UK: Infanticide: Nurse sentenced to life imprisonment

Neonatal nurse convicted for killing seven newborns was given a life sentence without possibility of release.
UK: Infanticide: Nurse sentenced to life imprisonment

A neonatal nurse in the UK has been sentenced to life in prison for without parole for the murder of seven newborns, and the attempted murder of another six.

Lucy Letby targeted newborns in her care at a hospital in northwest England between 2015 and 2016. The 33-year-old is known as the worst serial killer of children in modern UK history.
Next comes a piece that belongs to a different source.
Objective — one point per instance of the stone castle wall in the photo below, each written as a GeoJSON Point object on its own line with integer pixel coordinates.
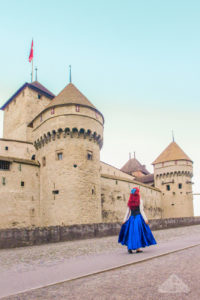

After a ten-month trial, Letby was found guilty last Friday of the “persistent, calculated and cold-blooded” killings of two girls and five boys when she worked in Cheshire hospital.

Letby used cruel techniques like forcing air into infants' bodies and force-feeding newborns. The former nurse obstructed infants' feeding tubes in multiple cases.

Letby appeared to target siblings, killing two of three babies in a set of triplets and attacking three sets of twins.

In late June 2016, Letby was removed of her front-line responsibilities and arrested at her residence, later in July 2018.

At Letby’s house, police discovered documents on babies who had collapsed. After the killings, Letby had conducted tens of thousands of online searches to learn more about the parents, according to the investigators.

Additionally, a horrifying confession was found in her home: "I killed them on purpose because I'm not good enough to care for them," she wrote. "I am a horrible, evil person."

Senior Crown Prosecutor Pascale Jones told in a statement that Letby made a concerted effort to hide her crimes, and called her actions a "complete betrayal of the trust placed in her."

“[She] passed off the harm she caused as nothing more than a worsening of each baby’s existing vulnerability.”

After a number of high-profile inmates choosing not to appear in front of their victims in court, politicians and victim advocates have urged for changes in the law calling criminals to appear for punishment.

British Prime Minister Rishi Sunak described the acts as "shocking and harrowing," and he promised that his country would present a proposal to have inmates present at their sentencing hearings in "due course."

“It’s cowardly that people who commit such horrendous crimes do not face their victims and hear first-hand the impact that their crimes have had on them and their families and loved ones,” the PM said.

Letby's name was initially brought up in connection with a number of infant deaths in the middle of 2015, consultants at the neonatal unit where she worked told UK media this week.

An independent review of the hospital’s neonatal unit in 2016 flagged insignificant staffing and management issues.